Retired seniors advocate wants to assure quality of care continues
A long career managing nursing homes taught John Martin about the needs of seniors in the western end of the Island.
So after retiring, Martin got back to work advocating for seniors as a member of the Community Care Facilities and Private Nursing Homes Licensing Board.
He applied for the position through Engage PEI, which offers Islanders a chance to volunteer on more than 70 provincial government agencies, boards, and commissions.
Martin was part of a group that assessed the need for community care facilities in West Prince. Over the summer months he visited a variety of homes and met licensed home owners and managers to hear about their needs.
“I’m a baby boomer living through the best Canada has ever been able to provide its citizens in services and supports,” he said. “But I know that on the horizon there is something different for people.

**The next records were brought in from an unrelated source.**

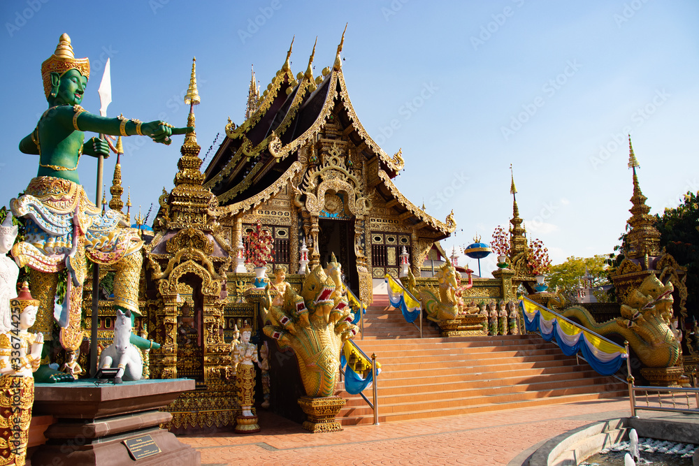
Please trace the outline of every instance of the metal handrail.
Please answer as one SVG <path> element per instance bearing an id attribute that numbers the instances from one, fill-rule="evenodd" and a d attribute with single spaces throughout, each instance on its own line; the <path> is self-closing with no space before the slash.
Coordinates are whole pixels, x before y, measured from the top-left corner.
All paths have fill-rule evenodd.
<path id="1" fill-rule="evenodd" d="M 629 351 L 628 351 L 628 341 L 625 341 L 624 342 L 624 347 L 622 347 L 621 345 L 619 344 L 618 343 L 615 343 L 614 342 L 612 342 L 612 340 L 609 340 L 608 338 L 605 338 L 605 337 L 603 337 L 601 335 L 596 333 L 595 332 L 589 330 L 589 328 L 586 328 L 583 327 L 582 326 L 579 325 L 579 323 L 577 323 L 576 322 L 574 322 L 574 321 L 571 321 L 570 319 L 564 317 L 563 316 L 561 315 L 558 312 L 556 312 L 555 311 L 552 311 L 551 310 L 549 310 L 549 308 L 547 308 L 546 306 L 540 305 L 538 303 L 529 299 L 526 296 L 521 296 L 521 298 L 526 299 L 526 300 L 527 300 L 528 301 L 529 301 L 531 303 L 533 303 L 534 304 L 537 305 L 538 306 L 543 307 L 547 312 L 551 312 L 554 315 L 556 315 L 556 316 L 560 317 L 561 319 L 563 319 L 563 320 L 566 321 L 567 322 L 570 323 L 571 324 L 572 324 L 575 327 L 577 327 L 578 328 L 580 328 L 582 330 L 585 330 L 586 332 L 589 332 L 590 333 L 591 333 L 592 335 L 595 335 L 596 337 L 598 337 L 598 338 L 600 338 L 601 340 L 603 340 L 605 342 L 607 342 L 608 343 L 611 343 L 612 344 L 613 344 L 615 347 L 617 347 L 619 348 L 622 348 L 626 351 L 626 374 L 627 374 L 627 375 L 626 375 L 626 380 L 624 380 L 623 379 L 621 379 L 621 377 L 619 377 L 619 376 L 617 376 L 616 374 L 611 374 L 611 375 L 610 375 L 608 377 L 614 377 L 614 379 L 617 379 L 617 380 L 619 380 L 621 382 L 626 383 L 628 385 L 628 401 L 629 401 L 629 403 L 630 404 L 631 416 L 632 417 L 637 417 L 636 416 L 636 411 L 637 411 L 639 409 L 644 409 L 644 410 L 647 410 L 647 411 L 661 411 L 661 412 L 665 412 L 688 413 L 688 414 L 699 414 L 699 388 L 685 388 L 685 387 L 636 386 L 635 386 L 633 384 L 633 382 L 634 382 L 635 379 L 633 378 L 633 375 L 632 375 L 632 374 L 631 374 L 631 358 L 630 357 L 630 353 L 629 353 Z M 524 313 L 524 309 L 522 310 L 522 312 Z M 535 332 L 535 333 L 538 334 L 539 336 L 542 336 L 541 333 L 540 333 L 539 332 Z M 542 337 L 543 337 L 542 336 Z M 554 340 L 552 340 L 552 341 L 554 341 L 554 342 L 556 343 L 555 339 Z M 556 343 L 556 344 L 557 344 L 557 343 Z M 585 362 L 587 362 L 587 360 L 585 359 L 584 356 L 582 356 L 579 354 L 576 354 L 575 357 L 576 358 L 582 358 L 583 359 L 583 361 L 584 361 Z M 695 385 L 696 384 L 695 383 Z M 646 393 L 646 406 L 642 406 L 642 405 L 636 405 L 636 395 L 635 395 L 636 392 L 645 392 Z M 660 405 L 660 406 L 657 406 L 657 407 L 651 407 L 651 406 L 650 406 L 650 405 L 649 405 L 650 402 L 648 400 L 648 392 L 657 392 L 658 393 L 658 402 L 657 402 Z M 677 402 L 675 400 L 675 396 L 674 396 L 674 395 L 672 396 L 672 405 L 673 405 L 672 407 L 663 407 L 663 401 L 660 398 L 660 394 L 661 394 L 661 392 L 673 393 L 675 393 L 675 392 L 681 392 L 681 393 L 685 393 L 686 395 L 686 400 L 687 400 L 687 401 L 686 401 L 687 408 L 686 409 L 683 409 L 683 408 L 678 408 L 678 407 L 677 407 Z M 696 409 L 692 409 L 692 408 L 689 407 L 689 406 L 690 406 L 689 405 L 689 398 L 690 398 L 690 394 L 691 394 L 691 393 L 694 394 L 694 398 L 696 398 L 696 405 L 697 405 L 697 407 Z"/>
<path id="2" fill-rule="evenodd" d="M 526 299 L 526 300 L 529 301 L 530 303 L 533 303 L 535 304 L 536 305 L 539 306 L 540 307 L 543 307 L 545 310 L 546 310 L 546 311 L 547 312 L 551 312 L 554 315 L 557 316 L 558 317 L 560 317 L 561 319 L 563 319 L 566 322 L 572 324 L 574 326 L 577 327 L 577 328 L 579 328 L 580 330 L 584 330 L 584 331 L 587 332 L 588 333 L 591 333 L 592 335 L 595 335 L 598 338 L 603 340 L 605 342 L 607 342 L 607 343 L 611 343 L 614 346 L 617 347 L 619 347 L 621 349 L 624 349 L 624 347 L 622 347 L 619 343 L 615 343 L 615 342 L 612 342 L 611 340 L 610 340 L 609 338 L 606 338 L 605 337 L 603 337 L 599 333 L 596 333 L 594 331 L 590 330 L 589 328 L 586 328 L 585 327 L 583 327 L 579 323 L 577 323 L 577 322 L 574 322 L 573 321 L 570 320 L 570 319 L 568 319 L 567 317 L 564 317 L 563 316 L 561 315 L 560 314 L 559 314 L 556 311 L 552 311 L 550 309 L 549 309 L 548 307 L 547 307 L 546 306 L 545 306 L 545 305 L 543 305 L 542 304 L 539 304 L 536 301 L 534 301 L 533 300 L 531 300 L 528 298 L 527 298 L 526 296 L 520 296 L 520 298 L 521 298 L 522 299 Z M 523 314 L 524 313 L 524 309 L 522 310 L 522 313 Z M 526 316 L 525 316 L 525 318 L 526 318 Z M 626 356 L 628 356 L 628 349 L 626 349 L 625 351 L 626 351 Z"/>
<path id="3" fill-rule="evenodd" d="M 363 356 L 364 356 L 367 359 L 370 358 L 369 356 L 367 356 L 366 353 L 365 353 L 363 351 L 362 351 L 361 348 L 360 348 L 359 346 L 357 346 L 357 344 L 354 342 L 353 342 L 352 340 L 345 340 L 345 343 L 343 344 L 343 346 L 344 346 L 345 344 L 346 344 L 347 342 L 350 342 L 350 344 L 352 344 L 352 346 L 354 346 L 354 348 L 356 349 L 359 351 L 359 353 L 361 354 L 361 355 Z M 340 351 L 342 351 L 342 350 L 340 350 Z M 373 391 L 373 395 L 374 402 L 372 403 L 370 401 L 369 401 L 368 398 L 367 398 L 366 396 L 364 395 L 364 393 L 363 393 L 362 392 L 359 392 L 359 395 L 362 398 L 364 399 L 364 401 L 366 402 L 366 404 L 369 405 L 369 407 L 371 408 L 372 411 L 374 413 L 374 425 L 379 425 L 379 410 L 378 410 L 378 409 L 379 409 L 379 402 L 378 402 L 379 399 L 378 399 L 378 391 L 377 391 L 377 379 L 376 379 L 376 376 L 377 375 L 377 374 L 376 373 L 376 369 L 377 369 L 377 367 L 376 367 L 376 353 L 372 354 L 370 359 L 371 359 L 371 384 L 372 384 L 372 387 L 373 388 L 373 390 L 372 391 Z M 349 367 L 349 365 L 350 365 L 350 361 L 347 361 L 347 366 Z M 343 370 L 342 367 L 340 367 L 340 372 L 343 375 L 345 375 L 345 371 Z"/>
<path id="4" fill-rule="evenodd" d="M 625 343 L 626 347 L 626 350 L 628 350 L 628 342 Z M 659 387 L 659 386 L 635 386 L 633 385 L 633 376 L 631 375 L 631 363 L 629 362 L 628 359 L 626 359 L 626 370 L 628 372 L 628 375 L 626 377 L 626 381 L 628 384 L 628 401 L 631 405 L 631 417 L 637 417 L 636 416 L 636 411 L 639 409 L 644 409 L 646 411 L 663 411 L 663 412 L 679 412 L 679 413 L 688 413 L 691 414 L 699 414 L 699 388 L 686 387 Z M 695 386 L 696 382 L 694 383 Z M 637 405 L 636 405 L 636 392 L 637 391 L 644 391 L 646 393 L 646 406 Z M 654 391 L 658 392 L 658 403 L 660 406 L 650 406 L 650 402 L 648 400 L 648 392 Z M 672 407 L 664 407 L 663 406 L 663 400 L 660 398 L 661 392 L 670 392 L 673 393 L 672 395 Z M 677 407 L 677 402 L 675 400 L 675 392 L 683 392 L 686 396 L 686 405 L 687 408 L 678 408 Z M 695 401 L 696 402 L 697 407 L 696 409 L 691 409 L 689 407 L 689 395 L 690 393 L 694 393 Z"/>
<path id="5" fill-rule="evenodd" d="M 419 300 L 417 298 L 415 298 L 415 296 L 413 296 L 412 293 L 410 293 L 410 291 L 408 291 L 408 289 L 405 288 L 405 286 L 403 286 L 403 284 L 401 283 L 399 281 L 396 280 L 396 283 L 398 284 L 398 286 L 400 286 L 403 289 L 403 291 L 405 291 L 405 293 L 408 293 L 408 296 L 409 296 L 410 298 L 412 298 L 412 299 L 414 299 L 415 300 L 416 300 L 416 301 L 417 301 L 418 303 L 420 303 L 420 317 L 419 317 L 420 326 L 418 327 L 417 325 L 415 325 L 415 322 L 410 322 L 410 323 L 412 323 L 412 325 L 415 326 L 415 328 L 419 328 L 420 330 L 420 338 L 422 338 L 422 302 L 420 300 Z M 394 307 L 394 309 L 396 309 L 396 308 Z"/>

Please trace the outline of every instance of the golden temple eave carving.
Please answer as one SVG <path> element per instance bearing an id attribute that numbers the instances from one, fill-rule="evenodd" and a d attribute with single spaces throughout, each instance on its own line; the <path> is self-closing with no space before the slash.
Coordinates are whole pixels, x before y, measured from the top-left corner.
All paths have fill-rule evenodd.
<path id="1" fill-rule="evenodd" d="M 279 78 L 279 76 L 278 76 L 278 78 Z M 275 80 L 277 78 L 275 78 Z M 335 106 L 336 99 L 337 99 L 338 95 L 340 96 L 349 117 L 350 124 L 352 128 L 352 131 L 350 132 L 356 133 L 362 140 L 362 143 L 366 145 L 366 147 L 376 154 L 384 168 L 386 170 L 392 172 L 391 174 L 393 175 L 395 175 L 395 174 L 398 171 L 403 170 L 405 166 L 405 161 L 402 156 L 402 150 L 399 150 L 398 152 L 394 154 L 393 156 L 389 156 L 382 149 L 381 149 L 380 147 L 379 147 L 379 145 L 373 140 L 373 139 L 371 138 L 364 129 L 361 122 L 359 121 L 359 117 L 356 116 L 356 112 L 352 107 L 352 101 L 350 99 L 350 96 L 347 90 L 347 86 L 345 82 L 345 78 L 343 74 L 342 68 L 332 69 L 323 80 L 326 82 L 326 85 L 329 87 L 329 89 L 321 111 L 308 129 L 304 131 L 303 133 L 298 137 L 296 137 L 293 140 L 290 141 L 288 144 L 282 145 L 279 137 L 283 134 L 283 133 L 288 129 L 291 123 L 294 121 L 294 119 L 296 117 L 301 105 L 303 105 L 305 101 L 304 99 L 306 94 L 308 92 L 312 93 L 312 94 L 315 92 L 318 92 L 321 89 L 321 85 L 319 85 L 317 87 L 316 84 L 312 79 L 309 78 L 305 75 L 303 75 L 301 78 L 301 81 L 294 88 L 293 92 L 295 92 L 294 100 L 289 106 L 287 114 L 284 115 L 284 118 L 282 123 L 274 129 L 270 136 L 266 137 L 257 145 L 253 147 L 252 143 L 247 139 L 246 134 L 250 129 L 257 124 L 259 119 L 261 117 L 259 112 L 263 110 L 264 110 L 264 111 L 268 110 L 271 103 L 269 104 L 266 104 L 267 106 L 265 108 L 266 103 L 265 102 L 263 102 L 255 115 L 253 115 L 252 118 L 247 120 L 238 129 L 231 129 L 232 123 L 229 123 L 226 126 L 226 134 L 228 134 L 229 137 L 231 138 L 240 139 L 240 140 L 242 140 L 242 144 L 238 148 L 233 156 L 231 157 L 230 160 L 229 160 L 219 171 L 219 173 L 205 183 L 204 187 L 211 188 L 217 183 L 219 183 L 226 176 L 230 175 L 236 166 L 239 164 L 243 157 L 250 159 L 257 156 L 265 150 L 268 150 L 276 161 L 279 162 L 284 160 L 289 156 L 289 154 L 298 150 L 301 147 L 310 140 L 311 138 L 313 137 L 323 126 L 331 115 L 333 108 Z M 275 82 L 277 82 L 276 80 L 273 81 L 273 83 Z M 296 83 L 291 82 L 291 84 L 294 85 Z M 276 85 L 275 85 L 275 86 L 276 86 Z M 276 89 L 275 92 L 278 92 L 278 88 L 277 87 L 275 87 L 274 89 Z M 236 195 L 243 192 L 249 187 L 250 183 L 252 182 L 252 179 L 254 178 L 254 177 L 259 173 L 263 166 L 264 163 L 261 162 L 256 164 L 245 180 L 241 181 L 236 186 L 233 187 L 224 194 L 219 195 L 219 201 L 222 203 L 225 203 L 235 198 Z"/>
<path id="2" fill-rule="evenodd" d="M 449 214 L 449 215 L 447 216 L 447 221 L 446 223 L 440 221 L 408 201 L 408 198 L 403 195 L 403 193 L 401 193 L 398 189 L 398 187 L 394 184 L 390 177 L 383 170 L 379 170 L 379 178 L 381 179 L 384 185 L 388 188 L 389 191 L 394 196 L 394 197 L 396 199 L 398 199 L 401 205 L 410 211 L 412 215 L 415 218 L 418 219 L 421 222 L 424 222 L 426 226 L 429 226 L 435 230 L 437 230 L 440 233 L 445 235 L 445 237 L 449 236 L 456 229 L 456 222 L 454 220 L 453 214 Z"/>
<path id="3" fill-rule="evenodd" d="M 271 184 L 264 191 L 255 194 L 252 197 L 245 201 L 217 207 L 216 212 L 220 216 L 235 215 L 241 212 L 250 210 L 259 204 L 272 198 L 275 194 L 278 194 L 290 180 L 291 180 L 301 170 L 301 164 L 296 161 L 291 163 L 284 173 L 280 176 L 274 183 Z M 219 198 L 221 198 L 220 197 Z"/>

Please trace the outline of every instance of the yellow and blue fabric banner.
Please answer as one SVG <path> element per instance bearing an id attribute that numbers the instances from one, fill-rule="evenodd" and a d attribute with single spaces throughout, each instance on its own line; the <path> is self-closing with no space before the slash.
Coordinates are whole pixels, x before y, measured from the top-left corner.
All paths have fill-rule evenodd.
<path id="1" fill-rule="evenodd" d="M 391 305 L 400 309 L 405 321 L 414 322 L 420 315 L 421 308 L 420 302 L 414 298 L 400 282 L 391 275 L 386 274 L 386 284 L 389 292 L 389 300 Z"/>
<path id="2" fill-rule="evenodd" d="M 573 324 L 531 300 L 523 298 L 519 307 L 524 314 L 524 328 L 538 332 L 547 342 L 555 339 L 565 356 L 579 351 L 596 372 L 612 375 L 619 370 L 622 360 L 628 358 L 626 349 L 596 334 Z"/>
<path id="3" fill-rule="evenodd" d="M 350 361 L 350 363 L 347 363 Z M 371 370 L 371 359 L 365 355 L 359 347 L 351 340 L 346 340 L 340 354 L 340 365 L 345 370 L 345 391 L 356 395 L 371 386 L 373 379 Z M 355 369 L 361 372 L 358 374 Z M 381 373 L 381 365 L 376 362 L 376 375 Z M 363 374 L 366 377 L 362 377 Z"/>
<path id="4" fill-rule="evenodd" d="M 350 303 L 350 307 L 352 307 L 352 312 L 354 314 L 354 320 L 352 323 L 356 325 L 359 319 L 361 319 L 361 314 L 366 314 L 366 307 L 364 306 L 364 303 L 360 301 L 349 288 L 347 289 L 347 301 Z"/>

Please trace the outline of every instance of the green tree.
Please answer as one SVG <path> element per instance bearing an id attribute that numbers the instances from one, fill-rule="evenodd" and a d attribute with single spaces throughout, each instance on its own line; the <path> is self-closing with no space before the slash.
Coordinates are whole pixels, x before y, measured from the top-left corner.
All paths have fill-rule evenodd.
<path id="1" fill-rule="evenodd" d="M 687 314 L 699 319 L 699 191 L 688 192 L 674 209 L 656 215 L 661 247 L 687 268 Z"/>
<path id="2" fill-rule="evenodd" d="M 549 291 L 553 291 L 558 286 L 559 291 L 567 299 L 572 300 L 577 296 L 578 280 L 585 275 L 586 269 L 592 277 L 593 286 L 607 284 L 607 258 L 604 254 L 586 258 L 571 256 L 565 262 L 552 265 L 551 270 L 546 274 L 546 282 L 551 289 Z M 598 296 L 598 300 L 605 300 L 604 296 Z"/>

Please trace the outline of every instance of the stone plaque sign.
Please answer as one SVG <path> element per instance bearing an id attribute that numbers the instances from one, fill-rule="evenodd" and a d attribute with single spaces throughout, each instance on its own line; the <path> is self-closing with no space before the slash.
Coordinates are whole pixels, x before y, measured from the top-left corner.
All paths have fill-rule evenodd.
<path id="1" fill-rule="evenodd" d="M 141 435 L 124 440 L 124 444 L 134 460 L 140 460 L 160 453 L 160 447 L 150 435 Z"/>

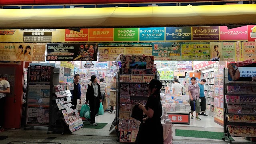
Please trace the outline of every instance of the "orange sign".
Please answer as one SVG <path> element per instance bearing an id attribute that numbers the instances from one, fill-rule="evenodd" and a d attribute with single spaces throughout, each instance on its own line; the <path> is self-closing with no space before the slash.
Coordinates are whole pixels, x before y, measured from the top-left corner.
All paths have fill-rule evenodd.
<path id="1" fill-rule="evenodd" d="M 113 41 L 114 28 L 90 28 L 89 30 L 89 40 L 90 41 Z"/>
<path id="2" fill-rule="evenodd" d="M 81 28 L 80 32 L 65 30 L 65 41 L 88 41 L 88 28 Z"/>
<path id="3" fill-rule="evenodd" d="M 172 114 L 168 115 L 168 118 L 172 121 L 172 123 L 189 123 L 189 115 L 183 114 Z"/>

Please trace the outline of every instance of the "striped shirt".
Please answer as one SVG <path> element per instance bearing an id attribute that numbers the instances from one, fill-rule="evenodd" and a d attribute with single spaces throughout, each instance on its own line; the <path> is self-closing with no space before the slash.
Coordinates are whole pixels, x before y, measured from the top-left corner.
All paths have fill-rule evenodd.
<path id="1" fill-rule="evenodd" d="M 103 82 L 100 82 L 100 93 L 105 93 L 105 88 L 106 87 L 106 84 Z"/>
<path id="2" fill-rule="evenodd" d="M 8 81 L 5 80 L 0 81 L 0 90 L 5 90 L 7 88 L 10 88 L 10 84 Z M 0 93 L 0 98 L 6 96 L 6 94 Z"/>
<path id="3" fill-rule="evenodd" d="M 191 83 L 188 86 L 188 91 L 190 92 L 193 100 L 196 100 L 199 98 L 199 90 L 200 88 L 197 84 L 194 85 Z M 190 99 L 190 96 L 189 99 Z"/>

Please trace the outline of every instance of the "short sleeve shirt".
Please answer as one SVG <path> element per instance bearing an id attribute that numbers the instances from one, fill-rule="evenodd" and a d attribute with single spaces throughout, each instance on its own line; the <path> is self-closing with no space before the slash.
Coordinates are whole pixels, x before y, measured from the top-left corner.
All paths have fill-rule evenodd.
<path id="1" fill-rule="evenodd" d="M 193 100 L 196 100 L 199 98 L 199 90 L 200 88 L 198 84 L 196 84 L 194 86 L 192 83 L 188 86 L 188 91 L 191 93 L 191 96 Z"/>
<path id="2" fill-rule="evenodd" d="M 7 88 L 10 88 L 10 84 L 8 81 L 4 80 L 0 81 L 0 90 L 6 90 Z M 0 93 L 0 98 L 3 98 L 6 96 L 6 94 Z"/>

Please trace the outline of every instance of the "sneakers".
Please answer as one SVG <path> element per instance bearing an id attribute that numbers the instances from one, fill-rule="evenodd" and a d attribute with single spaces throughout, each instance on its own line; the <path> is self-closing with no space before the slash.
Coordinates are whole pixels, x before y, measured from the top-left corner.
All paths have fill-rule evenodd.
<path id="1" fill-rule="evenodd" d="M 203 116 L 208 116 L 207 114 L 205 114 L 204 113 L 202 113 L 202 115 Z"/>
<path id="2" fill-rule="evenodd" d="M 199 117 L 198 116 L 196 116 L 196 120 L 201 120 L 201 118 L 199 118 Z"/>
<path id="3" fill-rule="evenodd" d="M 98 125 L 98 124 L 97 123 L 96 123 L 95 122 L 94 122 L 92 124 L 90 123 L 90 124 L 92 126 L 96 126 Z"/>

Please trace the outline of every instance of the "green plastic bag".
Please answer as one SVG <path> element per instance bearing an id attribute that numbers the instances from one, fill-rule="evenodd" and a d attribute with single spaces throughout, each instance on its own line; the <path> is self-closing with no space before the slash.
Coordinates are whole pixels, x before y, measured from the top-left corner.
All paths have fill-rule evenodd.
<path id="1" fill-rule="evenodd" d="M 85 104 L 84 114 L 84 118 L 87 119 L 90 119 L 91 118 L 91 110 L 90 109 L 90 107 L 88 104 Z"/>
<path id="2" fill-rule="evenodd" d="M 100 102 L 100 108 L 99 108 L 99 111 L 97 114 L 98 115 L 103 115 L 104 114 L 104 109 L 103 108 L 102 102 Z"/>
<path id="3" fill-rule="evenodd" d="M 84 117 L 84 112 L 85 110 L 85 104 L 84 104 L 81 107 L 81 111 L 80 111 L 80 114 L 79 114 L 79 115 L 80 117 Z"/>

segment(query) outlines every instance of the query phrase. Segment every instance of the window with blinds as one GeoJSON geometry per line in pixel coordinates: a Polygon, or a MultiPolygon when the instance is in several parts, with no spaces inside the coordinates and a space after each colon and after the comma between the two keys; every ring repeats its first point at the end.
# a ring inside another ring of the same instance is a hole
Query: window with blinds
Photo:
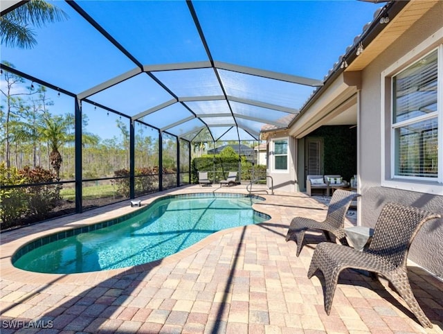
{"type": "Polygon", "coordinates": [[[288,169],[288,140],[281,139],[274,141],[274,170],[288,169]]]}
{"type": "Polygon", "coordinates": [[[438,176],[437,58],[435,50],[392,78],[396,177],[438,176]]]}

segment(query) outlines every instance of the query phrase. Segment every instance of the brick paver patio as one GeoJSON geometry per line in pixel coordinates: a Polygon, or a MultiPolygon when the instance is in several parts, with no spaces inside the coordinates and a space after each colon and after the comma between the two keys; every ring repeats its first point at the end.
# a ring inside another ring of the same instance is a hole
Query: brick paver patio
{"type": "MultiPolygon", "coordinates": [[[[163,194],[203,191],[246,193],[243,186],[192,186],[163,194]]],[[[302,193],[257,195],[266,201],[255,209],[269,214],[269,221],[217,232],[162,261],[123,270],[38,274],[15,268],[10,256],[49,231],[136,210],[129,201],[2,234],[1,333],[443,333],[443,282],[412,263],[411,285],[433,328],[423,328],[397,294],[382,286],[386,282],[352,270],[341,276],[327,316],[323,276],[307,276],[313,249],[323,238],[309,234],[312,243],[298,258],[295,243],[284,240],[293,216],[321,220],[326,206],[302,193]]]]}

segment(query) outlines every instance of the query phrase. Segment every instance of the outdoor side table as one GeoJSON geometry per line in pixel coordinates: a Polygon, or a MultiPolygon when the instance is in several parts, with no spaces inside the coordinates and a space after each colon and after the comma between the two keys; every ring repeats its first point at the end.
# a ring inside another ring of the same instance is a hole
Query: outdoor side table
{"type": "Polygon", "coordinates": [[[350,243],[354,248],[357,250],[363,250],[372,238],[374,229],[365,226],[353,226],[352,227],[346,227],[345,233],[350,243]]]}

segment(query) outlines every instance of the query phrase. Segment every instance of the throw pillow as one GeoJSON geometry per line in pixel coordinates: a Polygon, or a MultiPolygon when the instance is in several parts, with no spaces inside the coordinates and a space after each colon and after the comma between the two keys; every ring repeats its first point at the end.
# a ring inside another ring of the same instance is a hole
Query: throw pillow
{"type": "Polygon", "coordinates": [[[323,184],[324,183],[323,179],[311,179],[311,184],[323,184]]]}
{"type": "Polygon", "coordinates": [[[329,184],[341,184],[343,183],[343,177],[328,177],[327,182],[329,184]]]}

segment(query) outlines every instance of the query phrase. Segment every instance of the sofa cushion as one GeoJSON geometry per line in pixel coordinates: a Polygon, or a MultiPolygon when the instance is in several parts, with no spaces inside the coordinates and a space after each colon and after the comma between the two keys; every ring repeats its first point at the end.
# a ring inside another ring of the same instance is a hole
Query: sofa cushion
{"type": "Polygon", "coordinates": [[[324,184],[325,182],[323,181],[323,179],[311,179],[311,184],[316,185],[316,184],[324,184]]]}
{"type": "Polygon", "coordinates": [[[343,177],[328,177],[327,182],[329,184],[341,184],[343,183],[343,177]]]}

I want to make sure the options are there for this next generation.”
Martin says he knows most rural areas in Canada struggle for services that are typically available in larger cities. “We are used to rolling up our sleeves and doing for ourselves.”
That’s why he wanted to stay involved as an advocate for seniors and adults with disabilities and others who use community care facilities, and especially for those in his home community of O’Leary.
“I want to help put supports in place to ensure care is of a quality and safe nature,” Martin said. “I firmly believe our last days – if we are not in hardship or pain – can be some of our best days.”
When Martin isn’t advocating for seniors he can be found at the curling rink, on cycling the trails, or singing choral music with his wife Eileen. The couple has two grown children.